Ancak bu maddeler ağızda ezildikten sonra yutulmaz ve tadı da boğaza ulaşmamış olursa orucu bozmazlar.
Diğer yandan gıybet ettikten sonra, dedikodunun orucu bozduğunu, yine kan aldırdıktan sonra veya şehvetle öpüştükten sonra orucun bozulduğunu sanarak bilerek yemek de keffâreti gerektirir. Ancak bu konuda fakih bir kimse fetva verir de yemek yenirse kaza yeterli olur. Yine ağzına giren yağmur sularını yutmak veya eşinin tükrüğünü yutmak da keffâreti gerektirir. Çünkü bunlardan şehvet duyulur. Az miktarda tuz yemek de keffâreti gerektiren hallerdendir.

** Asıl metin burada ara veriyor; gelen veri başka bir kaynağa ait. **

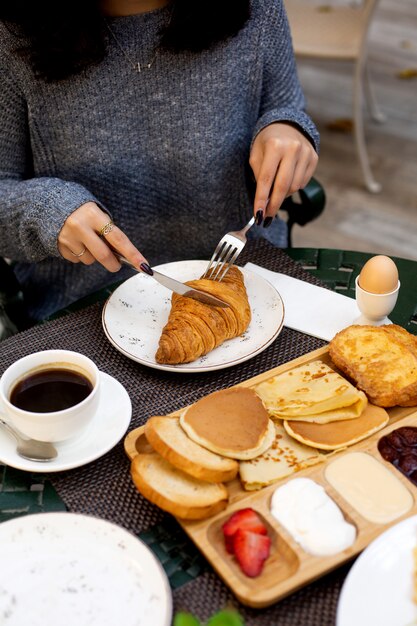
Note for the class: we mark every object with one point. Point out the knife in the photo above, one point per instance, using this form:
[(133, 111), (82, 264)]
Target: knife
[(175, 285)]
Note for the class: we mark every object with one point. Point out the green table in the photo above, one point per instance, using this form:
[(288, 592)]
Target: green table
[(338, 269), (22, 493)]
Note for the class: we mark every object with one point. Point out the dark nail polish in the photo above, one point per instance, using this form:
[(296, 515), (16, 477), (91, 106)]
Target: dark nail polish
[(259, 217), (145, 268)]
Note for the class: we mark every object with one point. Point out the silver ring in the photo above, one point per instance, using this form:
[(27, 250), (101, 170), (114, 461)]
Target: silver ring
[(107, 228), (80, 253)]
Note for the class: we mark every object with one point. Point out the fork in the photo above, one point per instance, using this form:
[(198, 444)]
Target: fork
[(226, 252)]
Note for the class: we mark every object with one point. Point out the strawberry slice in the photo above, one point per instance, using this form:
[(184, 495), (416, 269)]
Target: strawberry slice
[(251, 551), (244, 519)]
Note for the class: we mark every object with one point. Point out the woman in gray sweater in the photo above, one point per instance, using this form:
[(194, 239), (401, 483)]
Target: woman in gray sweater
[(142, 124)]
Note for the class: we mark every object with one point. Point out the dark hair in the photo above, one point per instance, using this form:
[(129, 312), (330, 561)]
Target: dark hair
[(60, 40)]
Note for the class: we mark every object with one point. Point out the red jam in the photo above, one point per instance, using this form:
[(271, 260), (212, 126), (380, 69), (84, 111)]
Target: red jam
[(399, 447)]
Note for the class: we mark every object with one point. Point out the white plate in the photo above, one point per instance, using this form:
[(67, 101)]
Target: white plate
[(77, 570), (378, 590), (105, 430), (136, 312)]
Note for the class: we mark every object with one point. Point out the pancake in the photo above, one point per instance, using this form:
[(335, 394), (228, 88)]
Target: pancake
[(338, 434), (285, 457), (231, 422), (311, 392)]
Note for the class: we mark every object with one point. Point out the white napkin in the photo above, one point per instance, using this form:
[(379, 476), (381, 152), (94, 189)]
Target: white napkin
[(310, 309)]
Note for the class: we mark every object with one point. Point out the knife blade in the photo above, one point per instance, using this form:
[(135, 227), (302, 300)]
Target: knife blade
[(175, 285), (187, 291)]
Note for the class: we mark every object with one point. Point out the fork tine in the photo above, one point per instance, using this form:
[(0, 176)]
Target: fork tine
[(218, 250), (229, 265), (228, 254)]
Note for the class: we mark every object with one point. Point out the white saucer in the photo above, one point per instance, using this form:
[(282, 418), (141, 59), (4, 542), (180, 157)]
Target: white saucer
[(77, 570), (106, 429)]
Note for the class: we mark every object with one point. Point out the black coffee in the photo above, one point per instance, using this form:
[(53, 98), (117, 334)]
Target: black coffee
[(50, 390)]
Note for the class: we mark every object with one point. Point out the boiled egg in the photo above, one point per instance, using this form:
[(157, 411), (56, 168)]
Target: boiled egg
[(379, 275)]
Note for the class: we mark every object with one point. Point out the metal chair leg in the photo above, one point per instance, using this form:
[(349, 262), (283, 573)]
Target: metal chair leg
[(373, 107), (372, 185)]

Bu konuda dayanılan delil, Hz. Aişe ( r.anhâ ) 'nin rivâyet ettiği; Oruç ancak girenden bozulur, çıkandan bozulmaz. hadisidir.
2) Cinsel arzuyu tam olarak tatmin etmek. Bu da ön veya arka uzuvlardan istekle cinsel temasta bulunmak suretiyle olur. Bu ilişkide boşalma olmasada temasın gerçekleşmesi ile cinsel ilişkide bulunan da, kendisiyle temas edilen de keffâretle yükümlü olur. Ancak temas edilenin yaşayan ve şehvet duyulabilecek yaşta bir insan olması şarttır.
Eğer bir kadın kendisini küçük çocuk veya akıl hastası ile cinsel temasta bulunmak için teslim etse, yine kendisine keffâret gerekir.
Bu konunun dayandığı delil, Ramazanda gündüz eşiyle cinsel temasta bulunan bedevî ile ligili olaydır. Hz. Peygamber bu bedeviye keffâret gerektiğine hükmetmişti. Bu keffâret de ya köle azat etmek yahut bunu bulamazsa veya gücü buna yetmezse peşpeşe iki ay oruç tutmaktır. Eğer iki ay peşpeşe oruç tutmaktan da âciz olursa altmış yoksulu doyurmaktır.